Le président français François Hollande a demandé que « tout soit mis en œuvre pour faire la lumière sur les circonstances qui ont provoqué » la destruction du Boeing 777. Il a aussi fait part de son « immense émotion ».

« Nous attendons que tout soit mis en œuvre pour élucider le plus rapidement possible » les circonstances de cette catastrophe, a dit le ministre allemand des Affaires étrangères, Frank-Walter Steinemeier, appelant les séparatistes à laisser passer les services de secours et à une « enquête internationale indépendante ».

La chef de la diplomatie européenne, Catherine Ashton, demande à « toutes les parties de la région » d'autoriser l'accès complet au site et de coopérer entièrement à l'enquête.

Le secrétaire général de l'OTAN, Anders Fogh Rasmussen, demande la tenue d'une enquête internationale afin « d'établir les faits et que ceux qui peuvent être responsables soient rapidement traduits en justice ».

De son côté, le secrétaire général des Nations Unies, Ban Ki-Moon, dit être en contact avec l'Organisation internationale de l'aviation civile pour suivre les développements de cette affaire.
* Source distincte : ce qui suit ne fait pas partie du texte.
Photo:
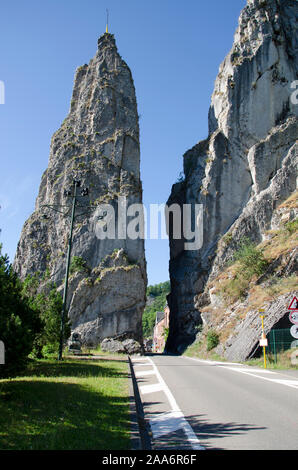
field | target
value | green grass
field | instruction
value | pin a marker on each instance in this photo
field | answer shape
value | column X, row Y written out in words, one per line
column 73, row 405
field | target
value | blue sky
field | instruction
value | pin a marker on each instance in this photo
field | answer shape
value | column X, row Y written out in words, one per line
column 173, row 48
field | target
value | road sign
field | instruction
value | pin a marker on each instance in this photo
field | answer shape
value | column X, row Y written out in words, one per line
column 294, row 304
column 294, row 331
column 293, row 317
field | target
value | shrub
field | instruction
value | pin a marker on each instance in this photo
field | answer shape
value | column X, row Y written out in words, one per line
column 250, row 262
column 251, row 259
column 19, row 323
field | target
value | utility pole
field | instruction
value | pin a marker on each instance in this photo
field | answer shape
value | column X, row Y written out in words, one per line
column 76, row 184
column 264, row 340
column 74, row 194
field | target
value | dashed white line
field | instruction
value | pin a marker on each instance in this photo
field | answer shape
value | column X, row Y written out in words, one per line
column 174, row 418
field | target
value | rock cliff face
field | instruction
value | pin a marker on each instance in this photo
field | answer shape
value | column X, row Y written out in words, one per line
column 98, row 143
column 247, row 166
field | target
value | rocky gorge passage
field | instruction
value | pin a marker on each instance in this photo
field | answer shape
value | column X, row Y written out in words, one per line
column 244, row 170
column 98, row 143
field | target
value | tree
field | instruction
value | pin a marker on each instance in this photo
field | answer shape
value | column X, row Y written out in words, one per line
column 19, row 323
column 48, row 305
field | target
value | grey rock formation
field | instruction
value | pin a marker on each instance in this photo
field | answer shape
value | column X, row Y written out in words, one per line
column 248, row 164
column 98, row 143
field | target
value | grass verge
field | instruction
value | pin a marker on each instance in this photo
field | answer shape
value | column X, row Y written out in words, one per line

Il plaide aussi en faveur d"une enquête internationale complète et transparente. 

Tristesse et condoléances

« Je suis profondément attristé par cette horrible nouvelle, a déclaré le roi des Pays-Bas Willem-Alexander, dans un communiqué. Nos pensées vont vers les familles, amis et collègues des victimes, tout comme vers ceux qui ne savent pas encore si un de leurs proches se trouvait à bord de l'appareil. » Plus de la moitié des victimes, soit 154 personnes, sont néerlandaises.

Les drapeaux de tous les bâtiments publics néerlandais seront en berne vendredi, et ce même dans les ambassades à travers le monde. « Je suis profondément choqué, a déclaré le premier ministre Mark Rutte, tout le monde aux Pays-Bas est en deuil. »

Le premier ministre malaisien Najib Razak s'est déclaré en « état de choc » en apprenant la nouvelle, quelques mois seulement après la disparition du vol 370 de Malaysia Airlines dans l'océan Indien. « Le monde est solidaire dans la douleur. C'est un jour tragique d'une année déjà placée sous le sceau de la tragédie pour la Malaisie. »

Vladimir Poutine a exprimé ses « profondes condoléances » au premier ministre de la Malaisie, indique un communiqué du Kremlin.